Several studies have attempted to explain the link between the severity of viral bronchiolitis episodes and the young age of infants at the time of hospital admission. Due to their physical and immunological immaturity, infants under six months of age have the highest exposure to severe viral bronchiolitis. In a cohort of infants under one year of age in Lyon hospitalized during the winter of 2016-2017, young age was a risk factor associated with the severity of viral bronchiolitis [17].
Breast milk is known for its richness in nutrients and protective elements for infant health. A 2013 study done in Italy demonstrated that breastfeeding, even in combination with artificial feeding, reduced the risk of hospitalization for viral bronchiolitis during the first year of life [18]. Another study on the same subject showed that infants who were not breastfed had three times the risk of hospitalization for LRI compared to those exclusively breastfed for four months [19].
In a cohort study based in the UK, Thorburn demonstrated that only infants with comorbidities died from severe RSV infection [20]. In a 2018 study conducted by Ghazaly in the UK, among 274 infants hospitalized for viral bronchiolitis in intensive care, the main associated comorbidities were gastroesophageal reflux (47.17%), cardiac anomalies (44.16%), chronic lung disease including bronchopulmonary dysplasia (13%), and neurological anomalies (7%) [15]. According to Rakotonoel et al., the presence of congenital heart disease in infants with bronchiolitis may increase their risk of mortality 25.3-fold [2]. In 2011, in Korea, Jung demonstrated a mortality rate 24 times higher in infants with congenital heart disease hospitalized for acute bronchiolitis compared to those without acute bronchiolitis [21]. In Canada, the Pediatric Investigator Collaborative Network on Infections in Canada demonstrated a mortality rate of 3.4% in children with pre-existing cardiac or pulmonary diseases [22]. Based on the results of these studies, the presence of acute bronchiolitis can lead to acute respiratory distress that is rapidly fatal in the absence of urgent and appropriate management.
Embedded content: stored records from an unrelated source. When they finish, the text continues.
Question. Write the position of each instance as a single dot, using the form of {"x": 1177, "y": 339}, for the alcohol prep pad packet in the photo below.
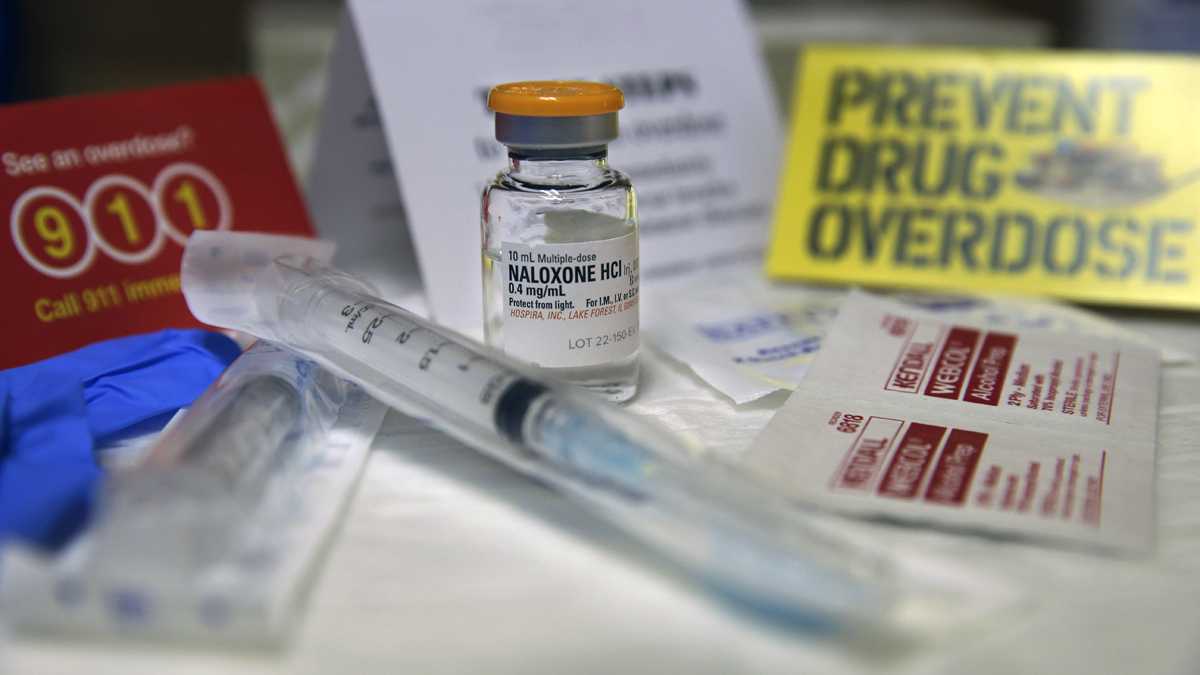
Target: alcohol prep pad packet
{"x": 915, "y": 416}
{"x": 748, "y": 338}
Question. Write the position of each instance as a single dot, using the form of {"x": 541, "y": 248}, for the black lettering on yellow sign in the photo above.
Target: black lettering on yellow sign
{"x": 1038, "y": 172}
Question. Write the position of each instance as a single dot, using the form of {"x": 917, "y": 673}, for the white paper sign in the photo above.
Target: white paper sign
{"x": 915, "y": 416}
{"x": 700, "y": 135}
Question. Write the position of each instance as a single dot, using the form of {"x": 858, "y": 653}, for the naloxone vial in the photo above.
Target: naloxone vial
{"x": 559, "y": 237}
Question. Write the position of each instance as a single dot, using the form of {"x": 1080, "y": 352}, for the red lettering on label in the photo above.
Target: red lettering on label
{"x": 955, "y": 467}
{"x": 949, "y": 369}
{"x": 911, "y": 460}
{"x": 988, "y": 376}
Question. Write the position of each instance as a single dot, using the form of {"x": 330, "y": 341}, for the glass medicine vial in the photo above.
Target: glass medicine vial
{"x": 559, "y": 237}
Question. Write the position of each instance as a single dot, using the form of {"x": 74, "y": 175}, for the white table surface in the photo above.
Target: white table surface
{"x": 448, "y": 562}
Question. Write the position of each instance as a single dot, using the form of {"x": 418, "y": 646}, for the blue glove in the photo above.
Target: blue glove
{"x": 55, "y": 413}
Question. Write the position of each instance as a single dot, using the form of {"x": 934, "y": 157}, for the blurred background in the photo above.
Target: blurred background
{"x": 60, "y": 47}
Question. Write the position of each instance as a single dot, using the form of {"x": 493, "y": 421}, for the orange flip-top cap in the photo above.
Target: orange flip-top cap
{"x": 555, "y": 99}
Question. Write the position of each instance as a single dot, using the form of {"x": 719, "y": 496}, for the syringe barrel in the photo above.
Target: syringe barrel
{"x": 407, "y": 360}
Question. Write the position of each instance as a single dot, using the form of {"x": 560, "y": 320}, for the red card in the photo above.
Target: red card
{"x": 102, "y": 191}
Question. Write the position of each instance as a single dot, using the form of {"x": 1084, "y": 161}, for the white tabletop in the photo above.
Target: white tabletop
{"x": 449, "y": 562}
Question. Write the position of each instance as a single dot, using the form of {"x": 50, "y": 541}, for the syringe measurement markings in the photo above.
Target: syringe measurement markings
{"x": 432, "y": 352}
{"x": 466, "y": 365}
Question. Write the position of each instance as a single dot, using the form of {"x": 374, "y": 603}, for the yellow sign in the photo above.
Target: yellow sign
{"x": 1075, "y": 174}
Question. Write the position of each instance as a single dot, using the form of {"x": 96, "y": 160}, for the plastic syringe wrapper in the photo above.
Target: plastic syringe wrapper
{"x": 747, "y": 544}
{"x": 215, "y": 532}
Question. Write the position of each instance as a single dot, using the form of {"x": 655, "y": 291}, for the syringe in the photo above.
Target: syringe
{"x": 712, "y": 521}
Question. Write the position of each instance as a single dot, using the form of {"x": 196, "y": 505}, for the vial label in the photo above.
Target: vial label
{"x": 570, "y": 304}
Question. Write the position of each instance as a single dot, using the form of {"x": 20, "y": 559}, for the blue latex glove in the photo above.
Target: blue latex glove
{"x": 55, "y": 413}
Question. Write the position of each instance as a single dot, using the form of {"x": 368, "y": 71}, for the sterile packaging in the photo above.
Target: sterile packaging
{"x": 916, "y": 416}
{"x": 705, "y": 518}
{"x": 748, "y": 338}
{"x": 215, "y": 532}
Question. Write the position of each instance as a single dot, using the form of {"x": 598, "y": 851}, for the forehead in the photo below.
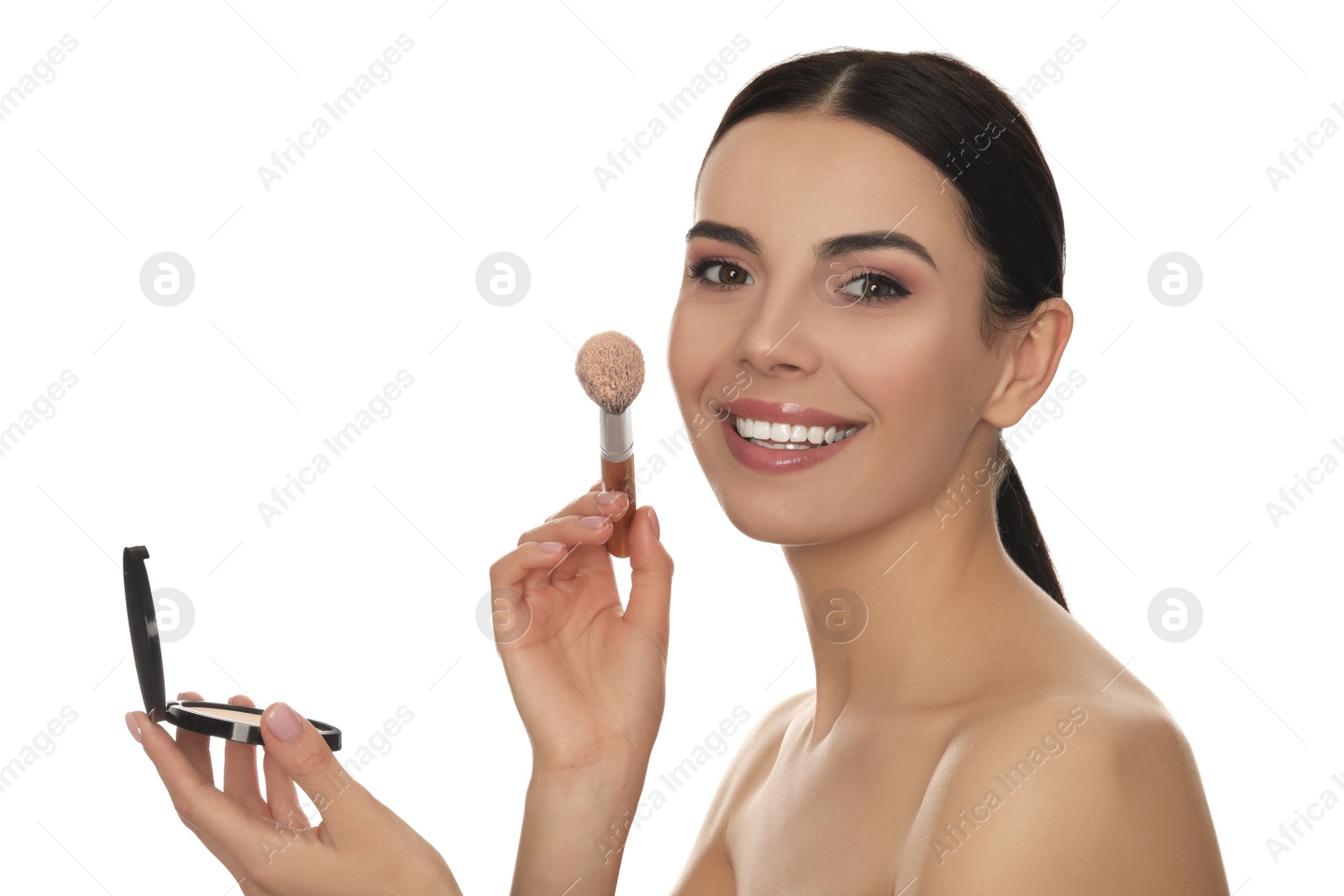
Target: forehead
{"x": 806, "y": 176}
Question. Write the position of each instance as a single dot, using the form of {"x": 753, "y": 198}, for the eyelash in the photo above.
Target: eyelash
{"x": 898, "y": 289}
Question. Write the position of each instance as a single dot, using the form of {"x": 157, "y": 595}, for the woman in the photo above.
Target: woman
{"x": 874, "y": 280}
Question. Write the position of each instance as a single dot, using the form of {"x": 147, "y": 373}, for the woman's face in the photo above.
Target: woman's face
{"x": 783, "y": 328}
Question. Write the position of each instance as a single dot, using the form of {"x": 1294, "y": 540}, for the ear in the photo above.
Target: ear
{"x": 1032, "y": 356}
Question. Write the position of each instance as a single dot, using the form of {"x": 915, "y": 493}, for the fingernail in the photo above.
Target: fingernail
{"x": 286, "y": 723}
{"x": 134, "y": 727}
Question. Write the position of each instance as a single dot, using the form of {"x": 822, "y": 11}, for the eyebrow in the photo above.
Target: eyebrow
{"x": 823, "y": 249}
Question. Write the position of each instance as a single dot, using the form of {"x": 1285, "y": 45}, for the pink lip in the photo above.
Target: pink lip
{"x": 777, "y": 459}
{"x": 784, "y": 412}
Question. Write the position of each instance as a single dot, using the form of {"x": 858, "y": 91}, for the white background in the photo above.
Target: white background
{"x": 362, "y": 261}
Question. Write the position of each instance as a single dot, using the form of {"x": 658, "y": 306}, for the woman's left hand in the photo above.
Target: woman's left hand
{"x": 266, "y": 844}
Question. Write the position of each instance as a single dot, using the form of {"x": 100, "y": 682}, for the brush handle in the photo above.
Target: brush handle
{"x": 620, "y": 476}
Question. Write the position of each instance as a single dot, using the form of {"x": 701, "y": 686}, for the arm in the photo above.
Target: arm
{"x": 575, "y": 829}
{"x": 588, "y": 680}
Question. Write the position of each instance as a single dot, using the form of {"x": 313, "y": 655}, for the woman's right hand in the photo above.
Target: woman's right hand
{"x": 588, "y": 679}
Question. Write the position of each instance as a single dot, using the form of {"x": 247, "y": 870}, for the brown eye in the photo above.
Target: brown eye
{"x": 873, "y": 286}
{"x": 721, "y": 273}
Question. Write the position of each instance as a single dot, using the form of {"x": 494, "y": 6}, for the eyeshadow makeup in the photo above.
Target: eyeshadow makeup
{"x": 205, "y": 718}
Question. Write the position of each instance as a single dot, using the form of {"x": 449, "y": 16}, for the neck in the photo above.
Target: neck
{"x": 911, "y": 614}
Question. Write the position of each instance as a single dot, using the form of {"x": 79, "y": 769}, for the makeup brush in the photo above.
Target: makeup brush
{"x": 611, "y": 369}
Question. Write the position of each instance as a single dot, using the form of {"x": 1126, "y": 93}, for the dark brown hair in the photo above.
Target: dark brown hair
{"x": 964, "y": 123}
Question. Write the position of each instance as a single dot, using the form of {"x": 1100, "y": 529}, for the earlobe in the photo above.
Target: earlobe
{"x": 1032, "y": 363}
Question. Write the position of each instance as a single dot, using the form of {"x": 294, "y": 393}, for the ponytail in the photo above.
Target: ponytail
{"x": 1021, "y": 533}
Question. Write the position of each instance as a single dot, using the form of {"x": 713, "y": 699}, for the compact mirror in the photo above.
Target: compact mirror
{"x": 205, "y": 718}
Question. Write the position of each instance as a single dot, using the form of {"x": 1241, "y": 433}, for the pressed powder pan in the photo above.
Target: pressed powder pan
{"x": 202, "y": 716}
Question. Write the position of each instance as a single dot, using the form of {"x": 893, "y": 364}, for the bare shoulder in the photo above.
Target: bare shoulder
{"x": 1082, "y": 792}
{"x": 707, "y": 871}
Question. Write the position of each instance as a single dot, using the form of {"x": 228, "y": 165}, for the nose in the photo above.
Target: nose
{"x": 780, "y": 335}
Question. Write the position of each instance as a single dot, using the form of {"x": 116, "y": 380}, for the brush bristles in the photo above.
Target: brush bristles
{"x": 611, "y": 369}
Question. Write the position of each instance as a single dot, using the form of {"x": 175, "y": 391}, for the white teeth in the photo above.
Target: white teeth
{"x": 790, "y": 434}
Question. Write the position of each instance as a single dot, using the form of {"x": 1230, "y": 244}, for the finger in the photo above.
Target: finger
{"x": 194, "y": 746}
{"x": 281, "y": 795}
{"x": 575, "y": 532}
{"x": 195, "y": 799}
{"x": 588, "y": 508}
{"x": 651, "y": 579}
{"x": 510, "y": 571}
{"x": 302, "y": 752}
{"x": 241, "y": 768}
{"x": 591, "y": 503}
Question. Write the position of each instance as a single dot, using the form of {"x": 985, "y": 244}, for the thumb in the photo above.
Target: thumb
{"x": 651, "y": 578}
{"x": 300, "y": 752}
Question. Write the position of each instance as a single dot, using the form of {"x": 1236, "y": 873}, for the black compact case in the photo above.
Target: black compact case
{"x": 205, "y": 718}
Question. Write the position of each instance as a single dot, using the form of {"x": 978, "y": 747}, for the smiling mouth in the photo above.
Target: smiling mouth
{"x": 796, "y": 437}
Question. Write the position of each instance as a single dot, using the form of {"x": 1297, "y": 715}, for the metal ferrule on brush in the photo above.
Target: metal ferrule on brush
{"x": 616, "y": 434}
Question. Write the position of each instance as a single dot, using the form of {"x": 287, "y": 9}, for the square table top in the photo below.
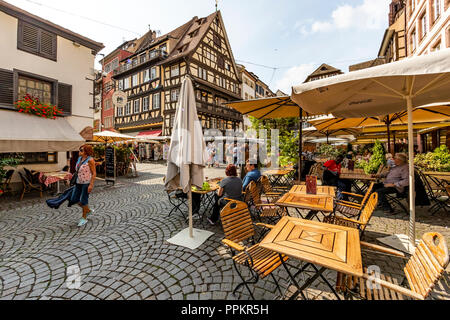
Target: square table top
{"x": 357, "y": 174}
{"x": 321, "y": 190}
{"x": 327, "y": 245}
{"x": 307, "y": 201}
{"x": 278, "y": 172}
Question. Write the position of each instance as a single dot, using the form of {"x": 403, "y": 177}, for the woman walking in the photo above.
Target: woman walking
{"x": 85, "y": 181}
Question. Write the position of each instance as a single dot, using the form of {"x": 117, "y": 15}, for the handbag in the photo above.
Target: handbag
{"x": 73, "y": 180}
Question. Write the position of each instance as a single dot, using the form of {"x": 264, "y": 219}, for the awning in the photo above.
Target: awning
{"x": 149, "y": 134}
{"x": 27, "y": 133}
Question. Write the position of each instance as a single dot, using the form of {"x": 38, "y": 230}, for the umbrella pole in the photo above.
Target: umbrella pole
{"x": 300, "y": 145}
{"x": 412, "y": 206}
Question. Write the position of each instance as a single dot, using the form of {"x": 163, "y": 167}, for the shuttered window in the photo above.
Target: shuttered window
{"x": 36, "y": 40}
{"x": 6, "y": 87}
{"x": 65, "y": 98}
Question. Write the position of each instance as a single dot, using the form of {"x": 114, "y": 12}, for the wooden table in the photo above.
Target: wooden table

In a study conducted by Che et al. in France on 29,784 infants under the age of one year hospitalized for acute bronchiolitis, of the eight infants who died, three had congenital heart disease, one had epilepsy, one had a chromosomal anomaly, and one had metabolic anomalies related to necrotizing enterocolitis [11]. In this study, the main cause of death due to viral bronchiolitis was decompensated congenital heart disease. Therefore, it seems important to carefully search for any associated comorbidity or underlying risk factor, particularly congenital heart disease or underlying pulmonary conditions, in any infants presenting with severe viral bronchiolitis to ensure appropriate prophylaxis.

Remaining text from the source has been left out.